El ejército talibán, por su parte, sigue siendo una estructura heterogénea formada por diferentes grupos armados. El investigador del Instituto de Estudios Orientales de la Academia de Ciencias de Rusia, Mohammad Omar Nessar, señaló anteriormente que Kabul necesita restaurar los helicópteros y recuperar el control del espacio aéreo para poder enfrentarse de manera más efectiva a Pakistán. El investigador principal del Centro de Estrategias y Tecnologías, Yuri Liamin, afirmó que los talibanes necesitan piezas de repuesto para el equipo, municiones, pertrechos, drones baratos y sistemas de defensa aérea.
Según Liamin, a Rusia le conviene un Afganistán estable, siempre que los talibanes cumplan los acuerdos sobre la lucha contra las drogas y el terrorismo.
“Mientras los talibanes hagan eso, la CTM es necesaria. Pero, al definir sus límites, también son importantes las relaciones de Kabul con los vecinos”, señala el experto.
En particular, el tema de la cooperación del Kremlin con los talibanes sigue siendo sensible para Tayikistán. Dusambé tiene una larga frontera con Afganistán, no ha reconocido el poder de los talibanes e insiste constantemente en la creación de un gobierno inclusivo en Kabul. Al mismo tiempo, Tayikistán mantiene una estrecha cooperación militar con Rusia: en el país se encuentra la 201.ª base militar rusa, la mayor instalación militar de la Federación de Rusia en el extranjero.
Hasta el momento no ha habido una reacción pública de las autoridades de Tayikistán al acuerdo de Moscú con los talibanes sobre la CTM ni a las declaraciones de Kabúlov sobre la reparación del equipo.

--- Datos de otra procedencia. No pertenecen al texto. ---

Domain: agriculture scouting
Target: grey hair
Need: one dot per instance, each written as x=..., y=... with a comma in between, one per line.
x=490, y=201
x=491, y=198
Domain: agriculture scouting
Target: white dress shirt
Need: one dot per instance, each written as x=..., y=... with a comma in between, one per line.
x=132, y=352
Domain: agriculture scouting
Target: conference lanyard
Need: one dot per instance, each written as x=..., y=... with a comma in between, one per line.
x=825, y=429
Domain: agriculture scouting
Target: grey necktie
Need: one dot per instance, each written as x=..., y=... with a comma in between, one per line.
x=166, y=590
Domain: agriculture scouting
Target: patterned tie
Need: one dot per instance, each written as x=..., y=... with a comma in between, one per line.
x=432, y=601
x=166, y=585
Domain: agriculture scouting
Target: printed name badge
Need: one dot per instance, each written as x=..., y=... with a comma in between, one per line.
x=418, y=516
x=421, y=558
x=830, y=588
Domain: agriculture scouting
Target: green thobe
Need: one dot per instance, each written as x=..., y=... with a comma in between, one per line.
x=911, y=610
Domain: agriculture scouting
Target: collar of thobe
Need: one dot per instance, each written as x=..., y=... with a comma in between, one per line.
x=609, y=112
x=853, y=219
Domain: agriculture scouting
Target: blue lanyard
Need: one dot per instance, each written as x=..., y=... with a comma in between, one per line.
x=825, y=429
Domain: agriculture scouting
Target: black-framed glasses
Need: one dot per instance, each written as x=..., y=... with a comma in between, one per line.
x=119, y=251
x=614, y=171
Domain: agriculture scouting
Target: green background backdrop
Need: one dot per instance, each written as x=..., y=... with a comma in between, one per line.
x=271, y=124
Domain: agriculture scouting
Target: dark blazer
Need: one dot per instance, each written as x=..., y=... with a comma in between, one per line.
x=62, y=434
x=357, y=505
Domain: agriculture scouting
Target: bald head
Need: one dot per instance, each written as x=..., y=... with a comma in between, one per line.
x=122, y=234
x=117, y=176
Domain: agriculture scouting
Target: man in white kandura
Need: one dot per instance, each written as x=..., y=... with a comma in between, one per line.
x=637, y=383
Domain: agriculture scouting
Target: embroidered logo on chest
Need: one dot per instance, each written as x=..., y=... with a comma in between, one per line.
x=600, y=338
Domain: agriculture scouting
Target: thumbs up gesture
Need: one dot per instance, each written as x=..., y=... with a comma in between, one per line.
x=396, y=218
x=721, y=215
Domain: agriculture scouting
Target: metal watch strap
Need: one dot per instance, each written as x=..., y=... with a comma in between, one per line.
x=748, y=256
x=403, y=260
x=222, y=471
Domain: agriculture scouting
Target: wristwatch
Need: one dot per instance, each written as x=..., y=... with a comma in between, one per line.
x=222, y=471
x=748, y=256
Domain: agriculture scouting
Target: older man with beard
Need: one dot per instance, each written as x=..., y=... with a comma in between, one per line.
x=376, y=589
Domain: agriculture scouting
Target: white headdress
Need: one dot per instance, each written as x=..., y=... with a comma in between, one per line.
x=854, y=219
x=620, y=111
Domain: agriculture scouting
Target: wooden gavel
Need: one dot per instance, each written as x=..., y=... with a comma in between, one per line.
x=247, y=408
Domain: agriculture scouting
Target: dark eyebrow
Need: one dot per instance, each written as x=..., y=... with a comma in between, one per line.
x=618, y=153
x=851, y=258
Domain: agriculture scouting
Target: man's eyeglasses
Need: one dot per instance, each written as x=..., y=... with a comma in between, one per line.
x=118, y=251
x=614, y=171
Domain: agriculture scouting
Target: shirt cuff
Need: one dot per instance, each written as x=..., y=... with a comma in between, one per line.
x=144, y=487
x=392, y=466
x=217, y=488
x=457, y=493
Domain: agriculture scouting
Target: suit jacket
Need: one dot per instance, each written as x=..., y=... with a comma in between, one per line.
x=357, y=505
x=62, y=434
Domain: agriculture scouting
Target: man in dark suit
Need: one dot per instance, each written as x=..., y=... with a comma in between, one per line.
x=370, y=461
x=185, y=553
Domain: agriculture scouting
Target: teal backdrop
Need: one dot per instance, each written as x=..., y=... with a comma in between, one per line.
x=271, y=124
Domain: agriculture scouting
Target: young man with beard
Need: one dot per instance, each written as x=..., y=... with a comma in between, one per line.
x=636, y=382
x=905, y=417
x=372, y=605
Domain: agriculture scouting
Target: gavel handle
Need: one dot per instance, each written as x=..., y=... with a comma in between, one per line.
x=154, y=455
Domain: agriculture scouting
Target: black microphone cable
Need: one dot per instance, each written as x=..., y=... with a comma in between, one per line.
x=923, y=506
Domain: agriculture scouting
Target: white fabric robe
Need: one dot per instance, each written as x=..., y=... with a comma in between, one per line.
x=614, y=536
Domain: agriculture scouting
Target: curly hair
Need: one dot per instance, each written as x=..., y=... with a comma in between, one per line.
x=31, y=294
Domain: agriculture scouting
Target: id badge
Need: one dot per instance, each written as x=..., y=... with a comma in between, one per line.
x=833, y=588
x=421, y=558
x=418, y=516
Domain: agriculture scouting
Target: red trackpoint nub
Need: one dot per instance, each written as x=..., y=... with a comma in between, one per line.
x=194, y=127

Tampoco ha comentado oficialmente el acuerdo Pakistán, que se encuentra en conflicto abierto con los talibanes. Al mismo tiempo, el ministro de Defensa del gobierno talibán, Muhammad Yaqub, tras regresar de Moscú, declaró que Pakistán “pronto no se atreverá” a atacar el territorio de Afganistán y que la implementación del acuerdo con Rusia comenzará en un futuro cercano.
Mientras tanto, ya se hablaba de la interacción del Kremlin con los talibanes en enero de 2017. En aquel entonces, el exgobernador de la provincia afgana de Kunduz, Umar Safi, declaró a la radio en pastún Spogmai que los talibanes supuestamente enviaban tanques y equipo pesado averiados o capturados en combates a Tayikistán, donde eran reparados por especialistas rusos. Según sus palabras, tras la reparación, el equipo regresaba a Afganistán a través del río Pyanj. Las autoridades de Tayikistán desmintieron entonces esa información.
En medio de esas acusaciones, Kabúlov confirmó que Moscú mantiene contactos con los talibanes. Explicó que se deben a cuestiones de seguridad de las representaciones diplomáticas y de los ciudadanos rusos, así como a la lucha contra el ISIS*. Según Kabúlov, los intereses de Rusia y los talibanes en la lucha contra este grupo coinciden.
El movimiento “Talibán” tomó el poder en Afganistán en 2021 tras la retirada de las tropas de EE. UU. y la OTAN. En abril de 2025, Rusia eliminó al movimiento de la lista de organizaciones terroristas y, en julio de ese mismo año, reconoció oficialmente al gobierno talibán y recibió al embajador del Emirato Islámico de Afganistán en Moscú. Desde su regreso al poder, los talibanes han llevado a cabo operaciones tanto contra enemigos internos, incluido el ISIS, como en las zonas fronterizas.
*Organización reconocida como terrorista en Rusia y Uzbekistán.